With an HPI of 52.33, David Cooper is the 2nd most famous South African Physician.  His biography has been translated into 17 different languages.

David Graham Cooper (1931 in Cape Town, South Africa – 29 July 1986 in Paris, France) was a South African-born psychiatrist and theorist who was prominent in the anti-psychiatry movement. Cooper graduated from the University of Cape Town in 1955. R.D. Laing claimed that Cooper underwent Soviet training to prepare him as an anti-apartheid communist revolutionary, but after completing his course he never returned to South Africa out of fear that the Bureau of State Security would eliminate him. He moved to London, where he worked at several hospitals. From 1961 to 1965 he ran an experimental unit for young people with schizophrenia called Villa 21, which he saw as a revolutionary 'anti-hospital' and a prototype for the later Kingsley Hall Community. In 1965, he was involved with Laing and others in establishing the Philadelphia Association. An "existential Marxist," he left the Philadelphia Association in the 1970s in a disagreement over its lack of political orientation.
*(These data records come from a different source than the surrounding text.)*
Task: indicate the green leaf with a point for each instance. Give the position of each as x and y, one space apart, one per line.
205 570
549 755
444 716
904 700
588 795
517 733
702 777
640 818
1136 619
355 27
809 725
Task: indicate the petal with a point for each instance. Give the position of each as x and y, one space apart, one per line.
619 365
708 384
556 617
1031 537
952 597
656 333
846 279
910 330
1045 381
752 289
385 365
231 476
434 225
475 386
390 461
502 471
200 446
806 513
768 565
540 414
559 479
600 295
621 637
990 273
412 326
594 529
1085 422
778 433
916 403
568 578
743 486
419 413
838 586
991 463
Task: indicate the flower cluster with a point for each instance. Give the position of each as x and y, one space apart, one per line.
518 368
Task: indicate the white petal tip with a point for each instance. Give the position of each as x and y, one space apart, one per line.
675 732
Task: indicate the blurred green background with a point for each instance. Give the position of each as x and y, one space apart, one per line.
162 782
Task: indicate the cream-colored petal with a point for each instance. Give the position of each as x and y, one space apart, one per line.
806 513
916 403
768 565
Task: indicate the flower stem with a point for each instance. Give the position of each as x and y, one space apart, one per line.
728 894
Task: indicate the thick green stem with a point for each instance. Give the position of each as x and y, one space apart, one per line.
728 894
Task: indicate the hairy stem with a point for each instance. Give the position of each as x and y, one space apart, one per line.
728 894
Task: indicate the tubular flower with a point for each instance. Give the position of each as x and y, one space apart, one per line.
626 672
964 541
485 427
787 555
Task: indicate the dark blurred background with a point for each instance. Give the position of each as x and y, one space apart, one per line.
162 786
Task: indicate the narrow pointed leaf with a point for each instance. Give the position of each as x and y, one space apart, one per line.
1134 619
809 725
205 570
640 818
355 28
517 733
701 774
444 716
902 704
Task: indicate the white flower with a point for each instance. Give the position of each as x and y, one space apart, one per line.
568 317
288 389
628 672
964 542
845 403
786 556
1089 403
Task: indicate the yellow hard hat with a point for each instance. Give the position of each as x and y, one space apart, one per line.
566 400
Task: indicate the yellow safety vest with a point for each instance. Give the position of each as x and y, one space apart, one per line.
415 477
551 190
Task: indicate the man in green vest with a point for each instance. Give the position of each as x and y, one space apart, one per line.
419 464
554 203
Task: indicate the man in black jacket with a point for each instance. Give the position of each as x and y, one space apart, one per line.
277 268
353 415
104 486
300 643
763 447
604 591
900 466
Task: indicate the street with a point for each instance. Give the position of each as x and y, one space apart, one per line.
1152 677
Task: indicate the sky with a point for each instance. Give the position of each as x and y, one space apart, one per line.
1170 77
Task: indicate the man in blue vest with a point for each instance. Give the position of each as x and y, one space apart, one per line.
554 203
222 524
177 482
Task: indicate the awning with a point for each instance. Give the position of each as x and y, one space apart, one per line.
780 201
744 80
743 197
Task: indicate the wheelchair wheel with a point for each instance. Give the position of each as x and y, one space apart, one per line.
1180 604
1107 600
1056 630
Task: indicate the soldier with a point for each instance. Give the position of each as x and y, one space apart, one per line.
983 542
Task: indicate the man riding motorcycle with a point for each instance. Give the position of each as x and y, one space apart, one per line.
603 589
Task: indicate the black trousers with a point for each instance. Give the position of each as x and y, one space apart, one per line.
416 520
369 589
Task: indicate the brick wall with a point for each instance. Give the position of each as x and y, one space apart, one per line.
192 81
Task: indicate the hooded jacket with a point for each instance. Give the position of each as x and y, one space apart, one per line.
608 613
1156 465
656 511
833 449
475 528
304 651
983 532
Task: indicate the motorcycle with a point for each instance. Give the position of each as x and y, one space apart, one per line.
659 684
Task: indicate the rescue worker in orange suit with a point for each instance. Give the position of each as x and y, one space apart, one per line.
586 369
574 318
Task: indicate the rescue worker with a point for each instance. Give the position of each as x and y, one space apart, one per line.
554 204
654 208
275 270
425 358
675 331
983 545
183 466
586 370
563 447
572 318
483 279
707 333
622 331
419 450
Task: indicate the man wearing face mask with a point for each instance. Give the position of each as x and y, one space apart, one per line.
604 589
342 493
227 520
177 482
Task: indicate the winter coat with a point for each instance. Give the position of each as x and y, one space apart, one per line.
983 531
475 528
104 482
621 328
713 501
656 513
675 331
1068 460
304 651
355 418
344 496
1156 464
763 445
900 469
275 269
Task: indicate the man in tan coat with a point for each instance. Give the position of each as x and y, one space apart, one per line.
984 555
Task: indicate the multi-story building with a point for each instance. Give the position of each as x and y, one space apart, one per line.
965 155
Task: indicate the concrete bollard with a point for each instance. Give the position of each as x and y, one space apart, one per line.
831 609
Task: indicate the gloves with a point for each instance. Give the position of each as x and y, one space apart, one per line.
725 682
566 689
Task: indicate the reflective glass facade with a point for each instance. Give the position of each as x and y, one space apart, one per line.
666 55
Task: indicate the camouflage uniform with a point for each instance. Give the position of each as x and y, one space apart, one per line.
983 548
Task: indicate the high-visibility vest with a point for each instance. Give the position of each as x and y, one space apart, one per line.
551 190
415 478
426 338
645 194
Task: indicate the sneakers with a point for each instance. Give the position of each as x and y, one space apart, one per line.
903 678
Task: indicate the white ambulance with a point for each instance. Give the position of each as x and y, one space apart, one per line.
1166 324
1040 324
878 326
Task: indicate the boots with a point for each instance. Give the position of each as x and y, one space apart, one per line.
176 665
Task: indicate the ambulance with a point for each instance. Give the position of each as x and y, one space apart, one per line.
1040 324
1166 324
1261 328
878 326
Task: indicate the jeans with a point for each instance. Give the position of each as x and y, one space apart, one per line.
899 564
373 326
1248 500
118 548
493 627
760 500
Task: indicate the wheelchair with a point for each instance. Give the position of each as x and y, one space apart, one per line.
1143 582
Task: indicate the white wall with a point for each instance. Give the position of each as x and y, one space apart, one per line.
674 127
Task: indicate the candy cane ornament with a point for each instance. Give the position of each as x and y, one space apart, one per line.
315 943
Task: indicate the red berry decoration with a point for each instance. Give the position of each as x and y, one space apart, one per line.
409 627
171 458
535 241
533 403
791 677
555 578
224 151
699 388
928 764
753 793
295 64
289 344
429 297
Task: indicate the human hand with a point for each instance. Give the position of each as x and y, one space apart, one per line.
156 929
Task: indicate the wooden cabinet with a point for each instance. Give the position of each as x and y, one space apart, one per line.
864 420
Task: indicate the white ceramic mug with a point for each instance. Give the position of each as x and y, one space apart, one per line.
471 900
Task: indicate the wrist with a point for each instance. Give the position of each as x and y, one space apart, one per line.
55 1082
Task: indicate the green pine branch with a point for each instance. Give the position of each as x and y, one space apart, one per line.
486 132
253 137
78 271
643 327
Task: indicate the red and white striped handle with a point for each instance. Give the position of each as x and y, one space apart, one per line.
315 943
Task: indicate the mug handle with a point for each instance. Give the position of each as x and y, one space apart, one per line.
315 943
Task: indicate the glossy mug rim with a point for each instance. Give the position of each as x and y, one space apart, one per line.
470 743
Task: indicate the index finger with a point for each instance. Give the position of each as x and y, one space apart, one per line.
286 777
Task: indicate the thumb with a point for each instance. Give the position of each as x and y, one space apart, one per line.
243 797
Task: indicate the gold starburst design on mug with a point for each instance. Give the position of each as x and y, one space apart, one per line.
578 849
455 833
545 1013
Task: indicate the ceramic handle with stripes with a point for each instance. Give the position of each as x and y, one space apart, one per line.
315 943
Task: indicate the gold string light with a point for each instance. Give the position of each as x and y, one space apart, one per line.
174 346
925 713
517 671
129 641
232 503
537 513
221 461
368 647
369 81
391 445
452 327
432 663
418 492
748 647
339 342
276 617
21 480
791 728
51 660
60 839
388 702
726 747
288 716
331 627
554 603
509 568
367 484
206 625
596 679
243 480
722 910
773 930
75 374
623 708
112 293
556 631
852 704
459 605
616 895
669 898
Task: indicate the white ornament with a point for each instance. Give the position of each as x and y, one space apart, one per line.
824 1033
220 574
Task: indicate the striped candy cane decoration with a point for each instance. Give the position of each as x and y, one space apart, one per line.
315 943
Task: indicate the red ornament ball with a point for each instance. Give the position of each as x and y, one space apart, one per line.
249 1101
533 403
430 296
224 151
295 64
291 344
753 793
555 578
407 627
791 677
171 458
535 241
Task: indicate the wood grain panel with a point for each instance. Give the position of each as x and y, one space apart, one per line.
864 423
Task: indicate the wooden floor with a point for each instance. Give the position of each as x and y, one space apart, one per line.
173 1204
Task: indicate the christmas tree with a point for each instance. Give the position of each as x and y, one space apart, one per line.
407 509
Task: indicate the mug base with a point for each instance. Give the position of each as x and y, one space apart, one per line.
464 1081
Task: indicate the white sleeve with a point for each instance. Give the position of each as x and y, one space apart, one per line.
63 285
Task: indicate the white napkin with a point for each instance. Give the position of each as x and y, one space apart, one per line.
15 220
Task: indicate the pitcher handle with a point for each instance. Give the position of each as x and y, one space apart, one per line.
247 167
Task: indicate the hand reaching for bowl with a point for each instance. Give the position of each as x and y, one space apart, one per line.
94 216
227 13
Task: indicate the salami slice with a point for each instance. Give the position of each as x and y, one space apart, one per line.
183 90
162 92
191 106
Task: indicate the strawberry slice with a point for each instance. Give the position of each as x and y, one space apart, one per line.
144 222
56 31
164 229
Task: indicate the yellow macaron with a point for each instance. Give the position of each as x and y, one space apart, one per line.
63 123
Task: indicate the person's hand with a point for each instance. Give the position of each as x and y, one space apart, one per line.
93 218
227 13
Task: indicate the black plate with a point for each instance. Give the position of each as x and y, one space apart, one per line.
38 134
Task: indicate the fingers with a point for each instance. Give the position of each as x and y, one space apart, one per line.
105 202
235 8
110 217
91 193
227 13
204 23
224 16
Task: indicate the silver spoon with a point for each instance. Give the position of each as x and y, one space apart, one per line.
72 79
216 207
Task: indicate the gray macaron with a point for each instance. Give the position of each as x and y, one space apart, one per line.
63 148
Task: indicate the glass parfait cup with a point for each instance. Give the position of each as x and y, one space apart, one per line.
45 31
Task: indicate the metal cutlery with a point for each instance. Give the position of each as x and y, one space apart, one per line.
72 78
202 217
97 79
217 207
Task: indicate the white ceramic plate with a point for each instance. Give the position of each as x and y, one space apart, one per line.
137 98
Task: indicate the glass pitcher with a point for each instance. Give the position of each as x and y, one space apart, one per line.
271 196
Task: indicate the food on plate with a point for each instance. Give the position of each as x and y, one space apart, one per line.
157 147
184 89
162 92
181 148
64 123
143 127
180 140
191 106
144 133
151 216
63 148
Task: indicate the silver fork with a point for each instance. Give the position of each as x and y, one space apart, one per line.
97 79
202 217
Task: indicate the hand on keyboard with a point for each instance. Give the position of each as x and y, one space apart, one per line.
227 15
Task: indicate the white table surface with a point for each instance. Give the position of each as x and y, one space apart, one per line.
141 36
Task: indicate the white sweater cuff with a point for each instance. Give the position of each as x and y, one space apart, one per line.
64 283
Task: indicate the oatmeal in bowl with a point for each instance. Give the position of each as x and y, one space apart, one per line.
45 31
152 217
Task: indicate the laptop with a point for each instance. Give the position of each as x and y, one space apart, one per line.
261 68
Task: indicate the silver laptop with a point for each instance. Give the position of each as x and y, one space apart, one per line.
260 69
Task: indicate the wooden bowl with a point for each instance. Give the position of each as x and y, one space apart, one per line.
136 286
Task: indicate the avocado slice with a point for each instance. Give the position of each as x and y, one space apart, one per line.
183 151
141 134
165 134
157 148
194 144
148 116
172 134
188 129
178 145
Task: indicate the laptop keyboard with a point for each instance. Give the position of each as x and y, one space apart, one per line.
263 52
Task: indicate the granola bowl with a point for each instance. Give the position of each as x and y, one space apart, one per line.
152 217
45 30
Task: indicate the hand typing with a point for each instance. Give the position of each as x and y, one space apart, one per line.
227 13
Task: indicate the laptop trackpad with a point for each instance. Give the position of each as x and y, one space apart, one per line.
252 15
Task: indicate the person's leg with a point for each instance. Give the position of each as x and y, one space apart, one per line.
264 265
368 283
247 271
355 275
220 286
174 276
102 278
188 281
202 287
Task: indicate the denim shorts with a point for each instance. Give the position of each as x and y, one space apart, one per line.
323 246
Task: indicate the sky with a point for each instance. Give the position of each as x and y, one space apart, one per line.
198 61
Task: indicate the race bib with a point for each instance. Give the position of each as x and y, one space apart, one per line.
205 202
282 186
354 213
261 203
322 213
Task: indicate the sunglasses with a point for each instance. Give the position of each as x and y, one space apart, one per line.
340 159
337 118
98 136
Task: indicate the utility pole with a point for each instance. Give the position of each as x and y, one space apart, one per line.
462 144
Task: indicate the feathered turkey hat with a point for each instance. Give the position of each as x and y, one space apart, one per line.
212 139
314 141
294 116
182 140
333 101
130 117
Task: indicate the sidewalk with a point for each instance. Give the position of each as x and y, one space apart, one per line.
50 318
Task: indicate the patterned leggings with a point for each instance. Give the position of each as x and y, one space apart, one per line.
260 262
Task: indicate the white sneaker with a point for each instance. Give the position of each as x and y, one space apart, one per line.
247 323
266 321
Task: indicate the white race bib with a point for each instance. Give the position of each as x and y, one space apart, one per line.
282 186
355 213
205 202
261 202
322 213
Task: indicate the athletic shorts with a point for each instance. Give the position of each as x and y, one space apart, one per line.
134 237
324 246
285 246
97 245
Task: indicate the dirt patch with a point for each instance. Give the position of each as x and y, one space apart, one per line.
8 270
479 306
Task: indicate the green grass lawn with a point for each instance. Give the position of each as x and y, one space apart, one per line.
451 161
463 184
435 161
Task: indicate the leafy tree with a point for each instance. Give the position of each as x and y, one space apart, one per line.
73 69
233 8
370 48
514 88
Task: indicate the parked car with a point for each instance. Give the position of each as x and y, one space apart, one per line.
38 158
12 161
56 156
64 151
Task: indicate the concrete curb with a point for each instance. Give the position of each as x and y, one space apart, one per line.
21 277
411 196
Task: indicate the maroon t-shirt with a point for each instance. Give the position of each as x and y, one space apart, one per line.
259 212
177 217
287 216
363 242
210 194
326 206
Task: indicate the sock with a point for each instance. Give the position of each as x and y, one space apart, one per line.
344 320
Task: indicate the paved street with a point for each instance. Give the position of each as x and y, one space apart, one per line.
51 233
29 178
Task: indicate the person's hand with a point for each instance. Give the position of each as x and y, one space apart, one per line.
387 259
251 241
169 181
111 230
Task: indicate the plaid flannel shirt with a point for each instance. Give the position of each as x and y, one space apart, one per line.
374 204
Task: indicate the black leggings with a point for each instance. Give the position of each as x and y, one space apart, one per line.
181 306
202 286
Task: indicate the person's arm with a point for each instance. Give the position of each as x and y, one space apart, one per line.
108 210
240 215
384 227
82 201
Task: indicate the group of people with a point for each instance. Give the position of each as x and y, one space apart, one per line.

Cooper coined the term "anti-psychiatry" in 1967, and wrote the book Psychiatry and Anti-psychiatry in 1971. He also co-founded the Antiuniversity of London in February 1968.

People

Pantheon has 2 people classified as South African physicians born between 1922 and 1931. Of these 2, none of them are still alive today. The most famous deceased South African physicians include Christiaan Barnard, and David Cooper.